6th January 1915 - Salisbury Cathedral is flooded

On the 6th January 1915, Salisbury Cathedral was flooded.

An Australian newspaper called the Bendigo Advertiser reported that



LOXDON. 6th January.

Considerable damage has been caused in the fen country in Somerset. The Salis- bury Cathedral was flooded. Acccss to the camp on Salisbury Plain is impeded.

Oxford is surrounded by water.

Residents of Maidenhead are living in the upper rooms of their dwellings.[1]

A more local eyewitness account comes from Edith Olivier[2]

It was the month of January 1915, and the unceasing rain of that first autumn of the war had turned the five chalk streams which meet at Salisbury into five raging torrents which no hatches could control. At the same time, an exceptionally high spring-tide rushed up the Avon from the sea. The water could not get away. It broadened out upon the city.

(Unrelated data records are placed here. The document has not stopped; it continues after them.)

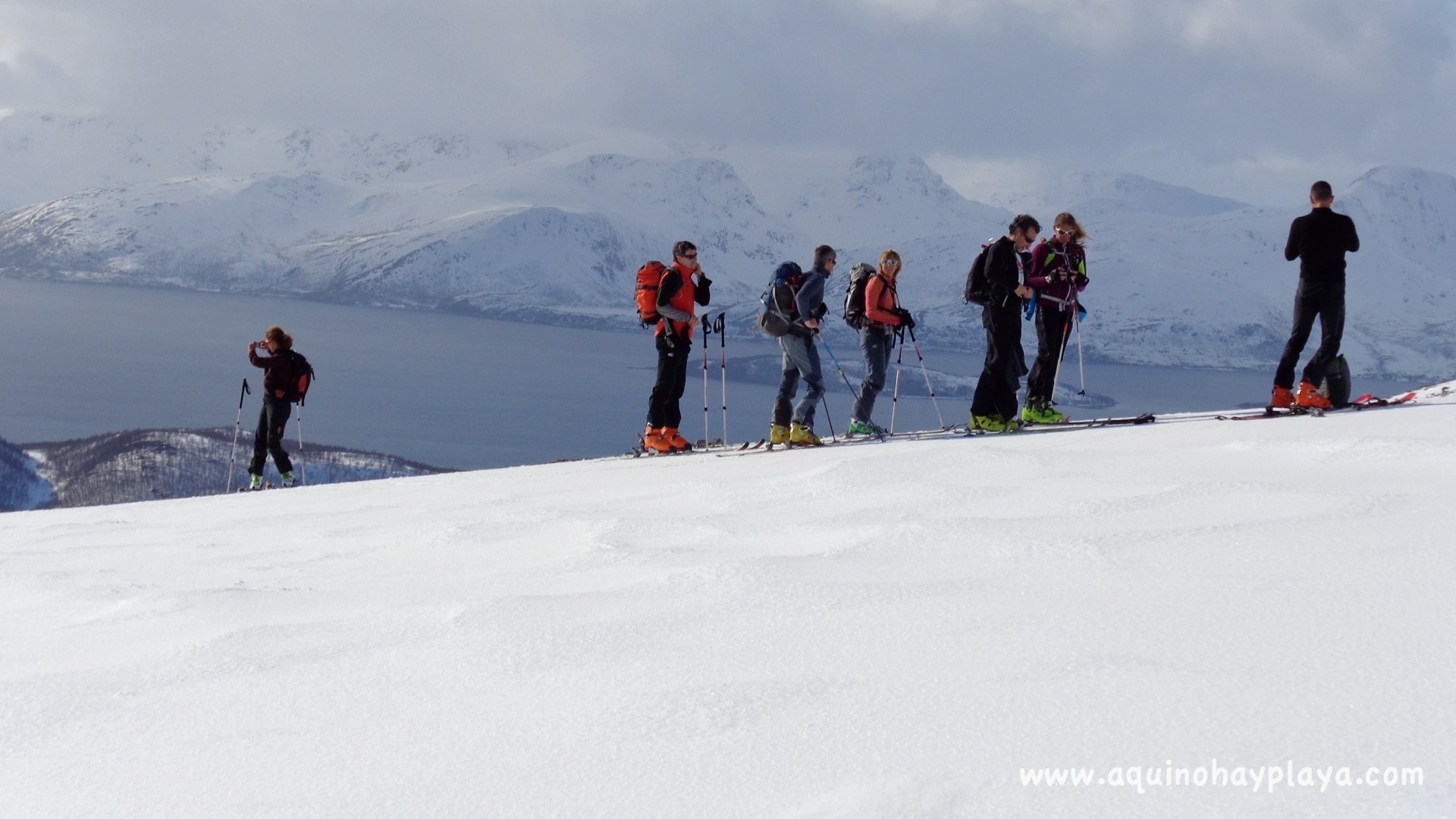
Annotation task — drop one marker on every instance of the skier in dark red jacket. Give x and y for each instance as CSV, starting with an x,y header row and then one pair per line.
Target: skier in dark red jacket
x,y
280,378
1059,271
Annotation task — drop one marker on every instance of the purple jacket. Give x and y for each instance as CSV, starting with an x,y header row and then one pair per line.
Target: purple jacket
x,y
1049,260
277,373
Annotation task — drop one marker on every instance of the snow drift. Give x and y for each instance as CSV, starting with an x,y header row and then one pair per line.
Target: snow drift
x,y
883,630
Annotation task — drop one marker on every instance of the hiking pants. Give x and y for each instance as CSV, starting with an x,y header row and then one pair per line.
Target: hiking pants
x,y
875,344
1053,334
268,438
673,352
1327,300
800,359
1005,363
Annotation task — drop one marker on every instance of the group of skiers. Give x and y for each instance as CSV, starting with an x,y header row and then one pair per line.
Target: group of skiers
x,y
1015,268
1012,278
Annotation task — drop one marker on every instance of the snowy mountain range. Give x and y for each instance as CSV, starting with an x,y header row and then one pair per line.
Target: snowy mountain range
x,y
554,234
164,464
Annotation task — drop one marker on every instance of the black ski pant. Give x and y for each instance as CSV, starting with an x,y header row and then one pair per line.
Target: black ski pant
x,y
875,344
1005,363
268,438
664,410
1053,333
1327,300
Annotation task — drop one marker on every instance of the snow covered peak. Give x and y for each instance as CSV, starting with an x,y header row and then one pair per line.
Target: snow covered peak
x,y
1101,191
884,200
1095,193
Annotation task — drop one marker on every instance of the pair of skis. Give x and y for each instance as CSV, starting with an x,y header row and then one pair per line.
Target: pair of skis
x,y
1363,403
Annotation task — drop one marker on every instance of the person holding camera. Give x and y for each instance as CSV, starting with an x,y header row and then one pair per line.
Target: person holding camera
x,y
677,299
883,318
801,359
280,379
1320,241
1059,271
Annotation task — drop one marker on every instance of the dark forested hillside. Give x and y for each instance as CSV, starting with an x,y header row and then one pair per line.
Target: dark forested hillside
x,y
165,464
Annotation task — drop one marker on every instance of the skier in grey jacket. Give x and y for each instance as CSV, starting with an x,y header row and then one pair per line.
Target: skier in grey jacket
x,y
801,359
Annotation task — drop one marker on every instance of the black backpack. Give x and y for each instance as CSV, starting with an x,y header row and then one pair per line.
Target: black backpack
x,y
859,278
977,287
778,314
1335,387
302,378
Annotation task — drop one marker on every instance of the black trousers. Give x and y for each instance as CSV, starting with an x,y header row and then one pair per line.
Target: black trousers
x,y
1327,300
663,409
268,438
1005,363
1053,327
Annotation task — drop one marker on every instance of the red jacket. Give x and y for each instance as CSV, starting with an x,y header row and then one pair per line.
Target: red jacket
x,y
880,299
278,373
1049,259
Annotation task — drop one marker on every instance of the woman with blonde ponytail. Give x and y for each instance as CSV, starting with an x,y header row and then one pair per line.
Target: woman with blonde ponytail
x,y
1059,271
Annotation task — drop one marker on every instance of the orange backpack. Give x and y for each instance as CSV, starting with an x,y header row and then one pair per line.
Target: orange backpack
x,y
650,278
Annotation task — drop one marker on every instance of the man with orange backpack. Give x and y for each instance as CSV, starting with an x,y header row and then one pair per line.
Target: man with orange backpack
x,y
677,297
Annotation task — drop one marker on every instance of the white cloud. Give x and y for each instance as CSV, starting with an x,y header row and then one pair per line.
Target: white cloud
x,y
1074,83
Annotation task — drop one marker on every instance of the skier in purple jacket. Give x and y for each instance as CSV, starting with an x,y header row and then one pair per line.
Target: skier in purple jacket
x,y
1059,271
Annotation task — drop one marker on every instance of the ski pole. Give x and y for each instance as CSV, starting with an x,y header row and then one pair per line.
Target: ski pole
x,y
894,401
237,426
927,373
723,365
708,330
1076,316
303,468
1062,354
836,365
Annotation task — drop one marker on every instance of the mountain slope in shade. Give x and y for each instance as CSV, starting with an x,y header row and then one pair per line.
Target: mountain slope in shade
x,y
166,464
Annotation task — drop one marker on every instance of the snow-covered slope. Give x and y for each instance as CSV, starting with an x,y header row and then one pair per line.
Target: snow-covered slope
x,y
883,630
555,234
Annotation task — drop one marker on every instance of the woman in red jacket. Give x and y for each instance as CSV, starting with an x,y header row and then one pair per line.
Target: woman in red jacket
x,y
883,316
1059,271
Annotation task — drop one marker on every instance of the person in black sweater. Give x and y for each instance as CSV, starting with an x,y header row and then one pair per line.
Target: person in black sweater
x,y
1320,241
278,378
995,407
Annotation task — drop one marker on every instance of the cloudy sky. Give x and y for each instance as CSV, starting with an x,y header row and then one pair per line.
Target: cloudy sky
x,y
1234,96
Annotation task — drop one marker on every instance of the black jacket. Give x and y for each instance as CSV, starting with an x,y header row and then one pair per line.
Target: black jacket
x,y
1320,241
278,373
1002,275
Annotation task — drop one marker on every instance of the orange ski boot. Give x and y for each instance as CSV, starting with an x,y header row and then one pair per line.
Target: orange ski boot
x,y
653,439
1310,398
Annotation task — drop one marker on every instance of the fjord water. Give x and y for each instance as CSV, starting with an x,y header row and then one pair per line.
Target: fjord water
x,y
440,388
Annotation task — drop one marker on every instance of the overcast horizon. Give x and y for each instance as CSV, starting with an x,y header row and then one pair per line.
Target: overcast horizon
x,y
1228,96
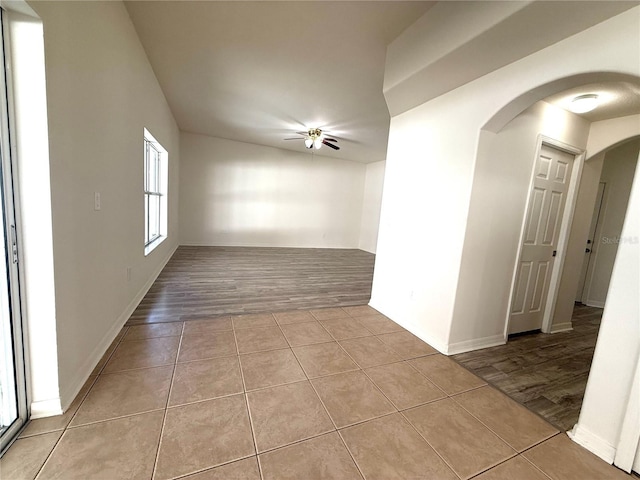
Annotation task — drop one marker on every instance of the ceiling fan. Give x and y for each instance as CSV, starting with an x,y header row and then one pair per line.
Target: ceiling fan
x,y
314,138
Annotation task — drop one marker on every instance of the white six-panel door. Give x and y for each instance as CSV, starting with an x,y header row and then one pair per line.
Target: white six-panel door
x,y
547,200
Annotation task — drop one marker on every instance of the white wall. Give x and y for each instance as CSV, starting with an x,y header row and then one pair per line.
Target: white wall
x,y
101,93
371,203
617,174
240,194
431,161
616,355
498,201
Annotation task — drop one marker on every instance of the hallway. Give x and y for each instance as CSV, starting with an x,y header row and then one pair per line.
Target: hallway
x,y
546,373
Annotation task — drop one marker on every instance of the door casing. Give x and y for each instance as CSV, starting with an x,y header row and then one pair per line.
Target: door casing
x,y
565,229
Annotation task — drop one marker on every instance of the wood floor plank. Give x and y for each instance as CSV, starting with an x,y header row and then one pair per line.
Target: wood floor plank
x,y
546,373
204,282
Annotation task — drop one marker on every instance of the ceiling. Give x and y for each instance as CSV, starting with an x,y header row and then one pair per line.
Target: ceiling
x,y
617,99
257,72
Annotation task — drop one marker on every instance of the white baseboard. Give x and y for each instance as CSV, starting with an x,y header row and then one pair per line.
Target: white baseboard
x,y
438,345
81,377
269,245
592,303
561,327
593,443
45,408
475,344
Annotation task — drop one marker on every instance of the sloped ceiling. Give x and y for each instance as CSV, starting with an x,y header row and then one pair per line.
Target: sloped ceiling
x,y
260,71
257,72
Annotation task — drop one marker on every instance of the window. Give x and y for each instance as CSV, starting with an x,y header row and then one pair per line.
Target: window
x,y
155,193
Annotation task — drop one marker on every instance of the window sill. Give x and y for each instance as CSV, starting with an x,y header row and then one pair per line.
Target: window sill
x,y
152,246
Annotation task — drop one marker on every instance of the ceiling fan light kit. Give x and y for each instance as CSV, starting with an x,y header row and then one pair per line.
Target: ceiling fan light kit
x,y
314,138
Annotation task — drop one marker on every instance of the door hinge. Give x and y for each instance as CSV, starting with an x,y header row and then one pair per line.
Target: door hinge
x,y
14,244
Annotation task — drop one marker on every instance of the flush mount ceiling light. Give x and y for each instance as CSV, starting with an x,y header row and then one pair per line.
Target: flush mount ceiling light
x,y
584,103
314,138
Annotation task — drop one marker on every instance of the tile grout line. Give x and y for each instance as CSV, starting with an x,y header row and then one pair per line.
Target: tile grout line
x,y
246,402
64,430
452,397
166,409
404,417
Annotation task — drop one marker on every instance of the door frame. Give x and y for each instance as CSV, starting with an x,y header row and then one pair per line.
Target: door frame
x,y
586,279
565,229
11,198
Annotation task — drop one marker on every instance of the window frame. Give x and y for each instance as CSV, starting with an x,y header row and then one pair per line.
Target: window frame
x,y
155,193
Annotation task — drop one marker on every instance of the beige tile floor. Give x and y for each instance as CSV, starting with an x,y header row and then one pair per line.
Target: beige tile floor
x,y
340,393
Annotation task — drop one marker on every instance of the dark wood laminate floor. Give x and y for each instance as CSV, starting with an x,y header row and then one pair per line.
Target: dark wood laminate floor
x,y
201,282
546,373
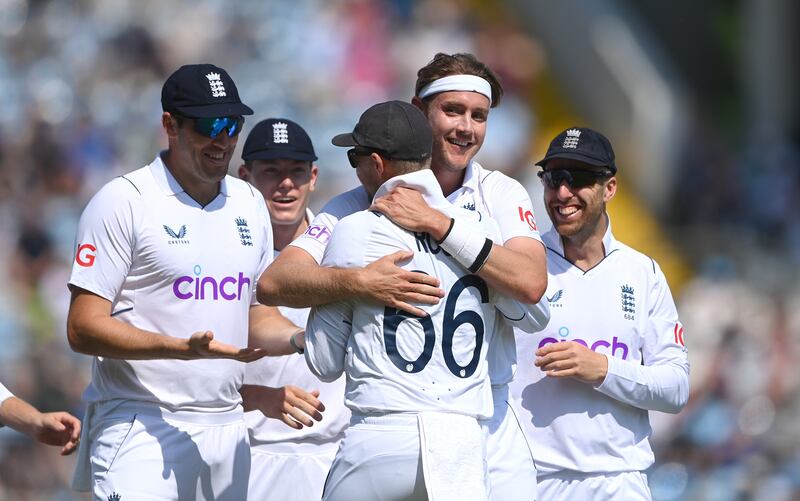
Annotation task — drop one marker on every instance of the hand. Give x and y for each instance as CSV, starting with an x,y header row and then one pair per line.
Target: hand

The interior of the cathedral was even more lovely than the Close outside. All through the night the water had been silently coming up through the floor, and by the morning the Nave was a large still pool, from which the pillars rose and into which they threw their reflections. The medieval glass in the west window made a tangled pattern of light and colour in the water. The nave was quickly emptied of chairs and nothing broke the beauty of its proportions.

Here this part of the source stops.